Virtus KAR Small-Cap Value Fund: Q3 2025 Performance Review

Instructions

In the third quarter, small-cap equities experienced a notable upswing, particularly driven by a "risk-on" market sentiment that favored higher-beta, lower-quality, and non-earning companies. Despite this positive market trend, the Virtus KAR Small-Cap Value Fund (Class I) faced challenges, registering a return of -1.11%. This performance significantly lagged the Russell 2000 Value Index, which posted a robust 12.60% gain. The primary factors contributing to this underperformance were strategic stock selection in the financial sector and a substantial overweighting in the industrial sector. The fund's concentrated portfolio and continued conviction in its sector positions remained unchanged, with no new acquisitions or divestitures during this period.

Detailed Investment Performance Analysis: Virtus KAR Small-Cap Value Fund in Q3 2025

The third quarter of 2025 saw a remarkable recovery in small-cap stocks, with the Russell 2000® Index surging by 12.39%—its strongest quarterly performance since 2021. This rally was largely fueled by a widespread "risk-on" sentiment across financial markets, leading to outperformance by equities with higher beta, lower quality, and those not yet generating earnings. Concurrently, technology companies, especially those involved in artificial intelligence (AI), continued to dominate financial news and provided a significant boost to the large-cap growth segment, as evidenced by the Russell 1000® Growth Index's 10.51% increase.

However, the Virtus KAR Small-Cap Value Fund, specifically its Class I shares, recorded a return of -1.11% during this buoyant quarter. This result sharply contrasted with the Russell 2000® Value Index, which advanced by 12.60%. The fund's underperformance can be primarily attributed to specific stock choices within the financials sector. Additionally, its overweight allocation to the industrials sector, combined with less favorable stock selections in that area, negatively impacted overall returns.
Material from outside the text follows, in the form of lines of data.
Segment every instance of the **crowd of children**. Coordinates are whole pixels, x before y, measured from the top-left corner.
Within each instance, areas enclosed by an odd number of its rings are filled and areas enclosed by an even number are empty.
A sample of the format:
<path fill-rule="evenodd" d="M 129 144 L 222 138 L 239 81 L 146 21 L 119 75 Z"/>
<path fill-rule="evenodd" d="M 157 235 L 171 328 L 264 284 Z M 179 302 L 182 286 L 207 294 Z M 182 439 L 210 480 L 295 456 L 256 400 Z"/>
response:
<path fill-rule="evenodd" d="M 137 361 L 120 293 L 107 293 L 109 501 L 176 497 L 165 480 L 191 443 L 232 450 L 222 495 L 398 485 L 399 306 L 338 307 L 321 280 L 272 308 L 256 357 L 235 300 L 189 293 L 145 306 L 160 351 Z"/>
The fund's sector positioning also played a critical role. While underweights in real estate and utilities positively contributed to its relative performance, the substantial exposure to industrials increased the fund's susceptibility to sector-specific challenges, leading to underperformance. Despite these short-term fluctuations, the fund maintained a stable and concentrated portfolio, reflecting a firm belief in its existing sector and position strategies, with no significant changes in holdings during the quarter.

This quarter's market dynamics highlight the complexities of navigating diverse economic environments. While growth-oriented sectors and small-cap stocks benefited from renewed investor confidence, value-oriented funds like Virtus KAR Small-Cap Value Fund faced challenges. The fund's experience underscores the importance of rigorous stock selection and careful sector allocation, especially in a market where enthusiasm for specific trends can quickly shift investor preferences. Looking ahead, investors in such funds will be keen to see how management adjusts strategies to leverage future market opportunities and mitigate sector-specific risks, particularly given the ongoing influence of technology and shifting sentiment towards different market segments.